Dr. Joe Darrow (Kevin Costner) loses his wife Emily (Susanna Thompson) in a bus accident in Venezuela. Emily who was a pediatric oncologist had been sent there on a medical mercy mission and was trying to leave when the accident occurred. Six months later Joe is having a difficult time coming to grips especially because her body was never recovered. He immerses himself in his work as the head of emergency services but his friends are all very concerned. Concerned that maybe he's going crazy. See Joe who usually doesn't believe in the afterlife thinks Emily may be trying to communicate with him. First he gets weird messages from some of Emily's cancer patients who claim they have talked to Emily and that she wants Joe to go "inside the rainbow." Then at home he feels a presence in the house and thinks his wife may be working some voodoo through many dragonfly references a personal totem to Emily because of a birthmark on her shoulder in the shape of the insect. It's supposed to be spooky right about now but it's more laughable than anything else. The journey Joe finally embarks on leads him back to Venezuela where he desperately searches for a piece of Emily's soul. Can we say closure anyone?
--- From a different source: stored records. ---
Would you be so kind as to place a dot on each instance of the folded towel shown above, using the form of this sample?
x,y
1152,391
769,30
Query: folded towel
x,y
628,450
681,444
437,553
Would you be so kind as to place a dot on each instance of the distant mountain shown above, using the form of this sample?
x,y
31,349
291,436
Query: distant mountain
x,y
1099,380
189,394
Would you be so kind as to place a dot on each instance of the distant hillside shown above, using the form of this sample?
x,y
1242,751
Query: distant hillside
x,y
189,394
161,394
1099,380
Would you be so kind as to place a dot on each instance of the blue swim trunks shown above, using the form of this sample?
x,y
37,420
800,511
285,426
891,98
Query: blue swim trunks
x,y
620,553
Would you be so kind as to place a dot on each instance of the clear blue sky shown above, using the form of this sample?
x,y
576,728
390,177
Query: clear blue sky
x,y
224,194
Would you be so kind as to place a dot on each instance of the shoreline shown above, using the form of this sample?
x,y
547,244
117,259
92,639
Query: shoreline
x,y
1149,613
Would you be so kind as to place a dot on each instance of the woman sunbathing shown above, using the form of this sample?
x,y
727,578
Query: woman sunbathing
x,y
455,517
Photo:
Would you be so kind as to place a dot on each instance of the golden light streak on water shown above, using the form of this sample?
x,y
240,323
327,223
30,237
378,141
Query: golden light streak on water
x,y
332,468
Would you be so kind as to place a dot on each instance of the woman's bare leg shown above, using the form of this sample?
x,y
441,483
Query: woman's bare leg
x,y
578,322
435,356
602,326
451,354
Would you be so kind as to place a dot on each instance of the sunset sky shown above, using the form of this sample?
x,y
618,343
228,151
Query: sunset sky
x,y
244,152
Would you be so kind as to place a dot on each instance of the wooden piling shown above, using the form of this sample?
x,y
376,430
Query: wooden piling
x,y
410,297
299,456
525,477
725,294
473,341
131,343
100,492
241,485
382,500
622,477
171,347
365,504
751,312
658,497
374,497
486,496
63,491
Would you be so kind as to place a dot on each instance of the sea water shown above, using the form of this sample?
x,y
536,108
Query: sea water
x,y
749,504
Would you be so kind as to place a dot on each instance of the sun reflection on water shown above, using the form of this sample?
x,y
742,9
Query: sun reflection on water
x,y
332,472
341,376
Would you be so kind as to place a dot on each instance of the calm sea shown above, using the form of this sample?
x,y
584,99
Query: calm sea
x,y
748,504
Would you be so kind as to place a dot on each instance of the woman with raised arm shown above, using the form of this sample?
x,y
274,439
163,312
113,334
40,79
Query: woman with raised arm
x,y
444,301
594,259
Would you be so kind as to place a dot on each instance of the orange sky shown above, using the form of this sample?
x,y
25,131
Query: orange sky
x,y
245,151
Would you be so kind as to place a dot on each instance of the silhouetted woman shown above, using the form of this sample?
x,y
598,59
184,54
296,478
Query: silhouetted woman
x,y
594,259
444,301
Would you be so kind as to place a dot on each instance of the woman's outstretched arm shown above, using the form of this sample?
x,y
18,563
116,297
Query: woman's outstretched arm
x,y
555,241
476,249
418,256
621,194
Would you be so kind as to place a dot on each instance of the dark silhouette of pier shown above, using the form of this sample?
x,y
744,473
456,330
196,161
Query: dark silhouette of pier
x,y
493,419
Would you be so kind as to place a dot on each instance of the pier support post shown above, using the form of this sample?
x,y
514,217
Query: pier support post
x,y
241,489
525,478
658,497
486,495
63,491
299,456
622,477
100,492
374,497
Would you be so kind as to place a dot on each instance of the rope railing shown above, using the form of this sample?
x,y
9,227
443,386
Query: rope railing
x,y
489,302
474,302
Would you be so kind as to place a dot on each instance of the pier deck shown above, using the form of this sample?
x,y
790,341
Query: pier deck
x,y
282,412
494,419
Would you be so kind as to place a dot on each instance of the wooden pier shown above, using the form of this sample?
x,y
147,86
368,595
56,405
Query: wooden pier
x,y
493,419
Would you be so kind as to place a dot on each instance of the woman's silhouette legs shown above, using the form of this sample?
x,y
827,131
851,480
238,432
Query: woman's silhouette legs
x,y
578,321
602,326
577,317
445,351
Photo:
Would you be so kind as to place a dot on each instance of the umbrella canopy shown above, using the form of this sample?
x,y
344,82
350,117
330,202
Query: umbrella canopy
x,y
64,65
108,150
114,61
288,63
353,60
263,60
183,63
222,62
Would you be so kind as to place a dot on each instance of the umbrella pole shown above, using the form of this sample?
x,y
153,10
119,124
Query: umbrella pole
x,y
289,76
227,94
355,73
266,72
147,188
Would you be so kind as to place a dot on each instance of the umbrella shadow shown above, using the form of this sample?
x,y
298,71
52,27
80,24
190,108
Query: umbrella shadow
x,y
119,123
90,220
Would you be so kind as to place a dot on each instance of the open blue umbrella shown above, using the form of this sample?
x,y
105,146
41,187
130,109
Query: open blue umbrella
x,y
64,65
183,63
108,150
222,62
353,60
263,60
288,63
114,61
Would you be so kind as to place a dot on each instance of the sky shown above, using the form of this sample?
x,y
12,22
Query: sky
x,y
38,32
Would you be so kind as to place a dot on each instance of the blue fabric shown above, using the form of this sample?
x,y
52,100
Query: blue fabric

Where has the Kevin Costner we all remember from the Dances with Wolves days gone to? Since his Academy Award-winning opus Costner has managed to make as many bad films as he possibly could. Maybe being in a huge-budget film like Waterworld and having it tank miserably (otherwise known as the Heaven's Gate curse) has affected his judgment. In any event Costner does his best to keep afloat in this movie playing the rational Joe a man who is a "mind without a heart." But ultimately he spends most of his time losing his mind over all the strange "happenings" around him rather than playing the part of a grieving husband. Just one word of advice: Get a new agent Kevin. It's also not quite clear why some really great actors such as Kathy Bates and Linda Hunt decided to take small meaningless parts in the film. Everyone in the film is a cliché down to the children on the cancer ward who are wise beyond their years and the disapproving hospital administrator played by Joe Morton who wants Dr. Joe to take a break. There was a colossal waste of talent in this movie.
In an attempt to capitalize on the whole spooky ghost genre done so well in films such as The Sixth Sense and What Lies Beneath Dragonfly just falls flat as a pancake. Director Tom Shadyac (Ace Ventura: Pet Detective; Patch Adams) just doesn't have the same skills of a M. Night Shyamalan to pull something like this off. Admittedly there are moments when you jump as "the big spooky thing" happens even though you can see it coming a mile away but the film seems superficial rather than cutting deep in Joe's psyche--it's unimaginative in all its elements. The "clues" that finally get Joe on the road to Venezuela--the dragonfly paperweight flying off the table cancer kids eerily repeating the same thing over and over again--are forced and not in any way poignant. Only in the conclusion when Joe realizes why he's been sent on this journey does the story take a nice twist. Some may call it sappy but it worked on some level. Still we are talking about only 10 minutes of the film.